Omni sued Apple, Inc. of infringing on two of Omni’s patents for heart rate monitors. Apple brought a motion to dismiss. Apple argued that the patents belonged to UM and so Omni didn’t have standing to bring an infringement action. The district court denied the motion to dismiss holding that the UM bylaw language was not a present automatic assignment of title. It was a statement of a future intention to assign. Apple was granted leave to file an interlocutory appeal to the Fourth Circuit Court of Appeals.

The Fourth Circuit interpreted the contractual language on a de novo basis and came to the same conclusion as the district court. The first condition merely stipulates the conditions governing the assignment of rights. The use of the words “shall be the property of” can’t logically be read as a present automatic assignment. The words in the second condition “shall be the property of the inventor” can only reasonably be read as an intended outcome. The third condition also had language that expressed a future condition and not a present conclusion as to who would own the patent.

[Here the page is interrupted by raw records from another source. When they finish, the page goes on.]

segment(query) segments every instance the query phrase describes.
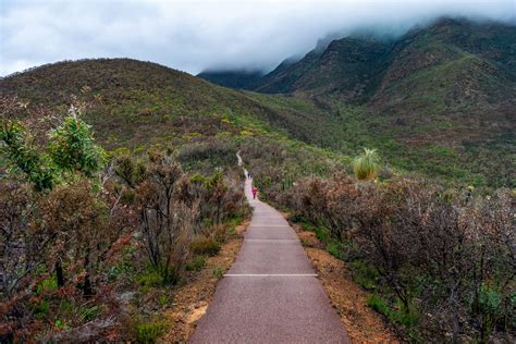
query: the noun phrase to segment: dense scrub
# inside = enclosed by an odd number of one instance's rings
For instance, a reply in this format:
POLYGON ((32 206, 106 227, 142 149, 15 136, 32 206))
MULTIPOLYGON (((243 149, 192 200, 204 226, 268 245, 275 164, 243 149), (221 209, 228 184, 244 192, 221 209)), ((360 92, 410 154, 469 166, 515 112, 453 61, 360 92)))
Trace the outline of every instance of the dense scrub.
POLYGON ((411 340, 487 342, 515 330, 514 193, 458 193, 408 179, 305 179, 277 198, 315 224, 411 340))
POLYGON ((2 342, 152 342, 247 212, 231 142, 105 152, 77 109, 49 135, 2 119, 2 342))
POLYGON ((243 158, 261 197, 346 260, 369 305, 408 340, 514 340, 514 191, 451 188, 385 168, 360 182, 347 160, 287 143, 247 140, 243 158))

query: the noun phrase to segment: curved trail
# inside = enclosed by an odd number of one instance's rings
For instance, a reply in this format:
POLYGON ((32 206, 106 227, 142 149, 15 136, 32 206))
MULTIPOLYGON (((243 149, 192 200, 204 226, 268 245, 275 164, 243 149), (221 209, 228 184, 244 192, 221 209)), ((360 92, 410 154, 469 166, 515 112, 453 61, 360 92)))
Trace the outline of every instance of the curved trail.
POLYGON ((189 343, 349 343, 296 233, 250 187, 244 244, 189 343))

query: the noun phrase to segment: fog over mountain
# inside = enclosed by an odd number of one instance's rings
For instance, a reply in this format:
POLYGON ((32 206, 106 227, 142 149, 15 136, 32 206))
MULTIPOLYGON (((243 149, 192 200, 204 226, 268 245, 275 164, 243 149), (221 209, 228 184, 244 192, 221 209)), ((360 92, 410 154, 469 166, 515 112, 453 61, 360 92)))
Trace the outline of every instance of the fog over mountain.
POLYGON ((516 4, 514 0, 2 0, 0 75, 100 57, 148 60, 192 74, 269 71, 287 57, 303 56, 324 37, 356 30, 397 36, 443 15, 515 23, 516 4))

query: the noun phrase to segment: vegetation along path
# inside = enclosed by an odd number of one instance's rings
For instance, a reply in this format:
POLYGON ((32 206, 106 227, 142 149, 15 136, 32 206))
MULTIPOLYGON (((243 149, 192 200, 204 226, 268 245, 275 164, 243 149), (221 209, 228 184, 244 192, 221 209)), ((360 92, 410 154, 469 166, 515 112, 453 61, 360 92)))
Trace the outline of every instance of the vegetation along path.
POLYGON ((250 188, 244 245, 191 343, 349 343, 294 230, 250 188))

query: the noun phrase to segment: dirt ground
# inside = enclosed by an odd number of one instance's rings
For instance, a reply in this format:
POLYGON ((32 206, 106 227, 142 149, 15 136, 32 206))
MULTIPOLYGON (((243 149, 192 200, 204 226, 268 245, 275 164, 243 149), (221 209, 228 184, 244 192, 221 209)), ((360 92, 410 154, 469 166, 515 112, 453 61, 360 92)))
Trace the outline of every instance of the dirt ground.
POLYGON ((237 235, 223 244, 217 256, 207 258, 206 267, 193 273, 188 282, 175 291, 173 307, 165 312, 167 321, 171 327, 169 332, 159 340, 160 343, 186 343, 196 322, 208 309, 216 291, 219 280, 213 271, 218 270, 221 275, 231 267, 244 242, 243 233, 247 225, 248 222, 238 225, 237 235))
POLYGON ((367 293, 352 281, 345 262, 322 248, 315 233, 293 225, 353 343, 400 343, 382 317, 366 304, 367 293))
MULTIPOLYGON (((219 255, 207 258, 206 267, 193 273, 188 283, 175 291, 173 307, 165 312, 171 327, 160 343, 186 343, 216 291, 219 280, 213 271, 226 271, 231 267, 241 249, 242 234, 247 225, 248 222, 237 226, 237 235, 222 245, 219 255)), ((298 225, 294 229, 352 342, 400 343, 381 316, 366 305, 367 293, 352 281, 345 263, 325 251, 312 232, 303 231, 298 225)))

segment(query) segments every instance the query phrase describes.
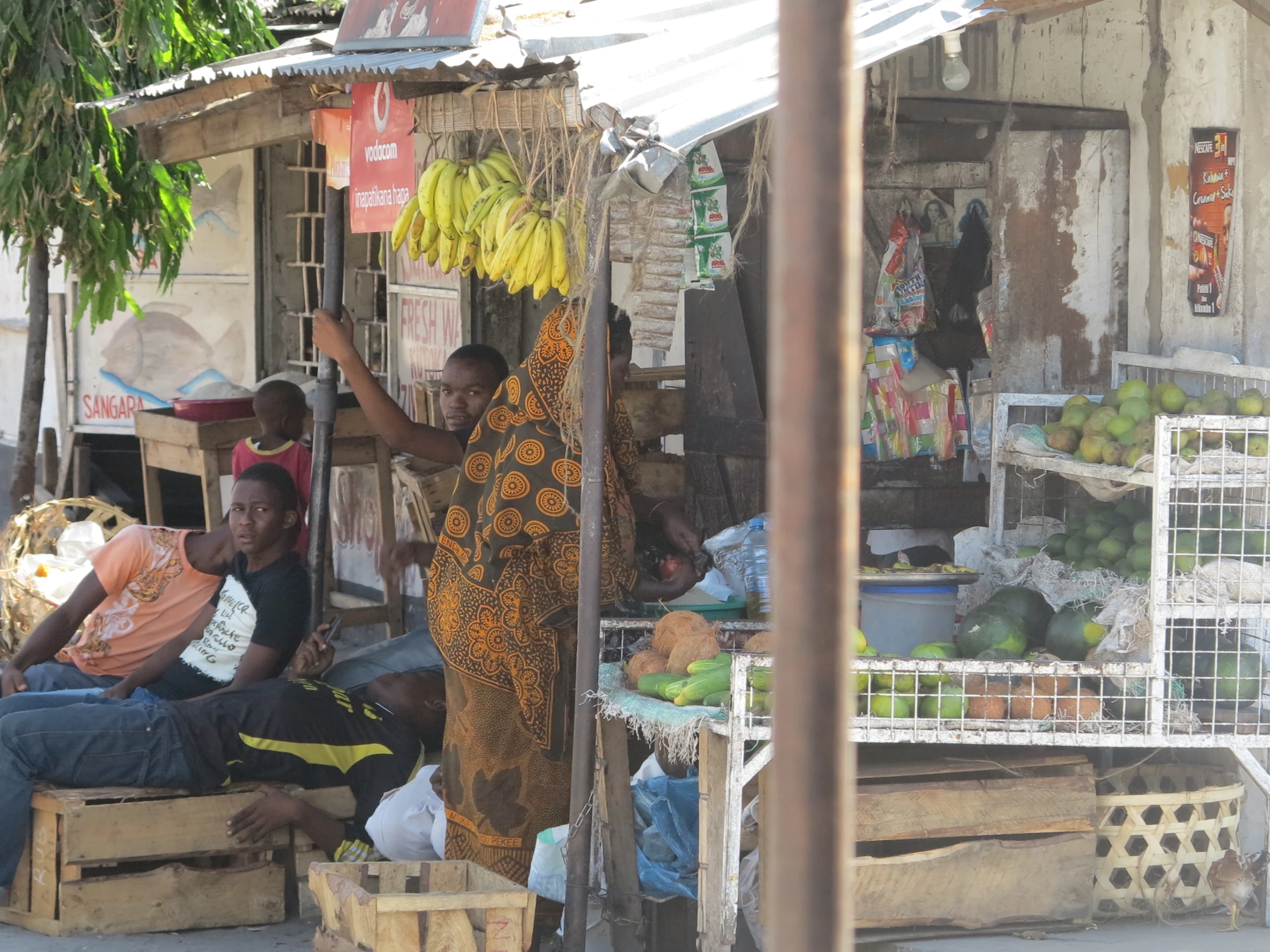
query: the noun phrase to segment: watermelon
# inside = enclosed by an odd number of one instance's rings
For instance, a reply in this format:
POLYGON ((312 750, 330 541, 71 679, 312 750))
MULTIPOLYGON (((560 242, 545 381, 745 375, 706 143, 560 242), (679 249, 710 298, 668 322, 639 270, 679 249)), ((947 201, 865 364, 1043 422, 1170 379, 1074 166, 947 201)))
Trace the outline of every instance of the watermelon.
POLYGON ((1049 619, 1054 617, 1054 609, 1039 592, 1022 585, 1006 585, 993 592, 988 603, 1008 608, 1024 619, 1029 645, 1045 642, 1045 630, 1049 627, 1049 619))
POLYGON ((1200 697, 1215 701, 1256 701, 1261 696, 1261 658, 1251 651, 1218 651, 1195 660, 1200 697))
POLYGON ((1083 661, 1090 649, 1102 640, 1106 630, 1093 621, 1101 608, 1093 603, 1067 605, 1050 618, 1045 631, 1045 650, 1064 661, 1083 661))
POLYGON ((1017 661, 1020 654, 1007 647, 988 647, 975 655, 980 661, 1017 661))
POLYGON ((993 602, 984 602, 966 612, 956 633, 961 658, 978 658, 989 647, 1010 651, 1019 658, 1027 647, 1027 627, 1024 619, 993 602))

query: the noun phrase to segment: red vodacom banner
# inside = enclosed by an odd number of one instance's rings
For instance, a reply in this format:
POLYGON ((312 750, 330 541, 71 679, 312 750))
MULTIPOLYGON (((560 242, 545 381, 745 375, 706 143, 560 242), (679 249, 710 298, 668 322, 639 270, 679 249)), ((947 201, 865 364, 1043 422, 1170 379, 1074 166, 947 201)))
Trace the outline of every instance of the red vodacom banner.
POLYGON ((414 104, 391 83, 353 84, 348 204, 354 232, 391 231, 415 188, 414 104))

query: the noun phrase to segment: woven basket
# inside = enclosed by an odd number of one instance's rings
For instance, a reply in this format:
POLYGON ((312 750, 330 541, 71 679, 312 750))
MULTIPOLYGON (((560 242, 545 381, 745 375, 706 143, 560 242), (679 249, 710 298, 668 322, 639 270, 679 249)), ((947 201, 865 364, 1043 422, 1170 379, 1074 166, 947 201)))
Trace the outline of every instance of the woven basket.
POLYGON ((53 611, 52 602, 24 585, 17 576, 18 562, 24 555, 53 552, 62 531, 74 522, 67 509, 86 510, 84 520, 102 527, 107 542, 119 531, 136 523, 131 515, 97 498, 53 499, 23 509, 9 519, 0 545, 0 659, 13 652, 39 621, 53 611))
POLYGON ((1238 849, 1243 784, 1199 764, 1139 767, 1099 781, 1093 909, 1167 918, 1220 905, 1208 868, 1238 849))

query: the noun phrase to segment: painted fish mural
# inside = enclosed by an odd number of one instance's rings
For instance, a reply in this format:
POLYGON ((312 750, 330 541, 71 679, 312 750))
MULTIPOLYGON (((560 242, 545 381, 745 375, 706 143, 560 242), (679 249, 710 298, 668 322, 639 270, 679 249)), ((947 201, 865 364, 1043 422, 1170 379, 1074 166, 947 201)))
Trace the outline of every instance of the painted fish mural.
POLYGON ((237 235, 241 227, 237 211, 241 184, 243 166, 235 165, 215 183, 190 189, 189 216, 194 220, 194 227, 211 225, 226 234, 237 235))
POLYGON ((211 381, 241 382, 246 369, 241 322, 230 325, 220 340, 210 344, 182 320, 189 307, 160 302, 141 310, 145 319, 124 320, 102 349, 105 380, 164 406, 211 381))

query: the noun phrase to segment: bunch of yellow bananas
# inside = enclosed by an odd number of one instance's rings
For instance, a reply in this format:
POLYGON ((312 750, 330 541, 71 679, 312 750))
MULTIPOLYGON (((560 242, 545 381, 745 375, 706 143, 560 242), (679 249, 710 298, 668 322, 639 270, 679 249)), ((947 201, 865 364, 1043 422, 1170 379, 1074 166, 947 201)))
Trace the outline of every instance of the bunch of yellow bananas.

Apple tried to argue that the conduct of Dr. Islam and UM showed they interpreted the bylaws to mean there was a present assignment. The Fourth Circuit rejected the argument because Dr. Islam always maintained Omni owned the patents.

The Fourth Circuit affirmed the denial of Apple’s Motion to Dismiss and remanded the case.

Why You Should Know This. Many employment agreements contain an agreement for an employee to assign the rights to a patent to the employer. It’s not unusual that the invention that will ultimately result in a patent hasn’t been invented at the time the employee signs the agreement. So, an employer has to make sure that the employment agreement contains the right type of assignment language. Or the employer may lose rights in a patent.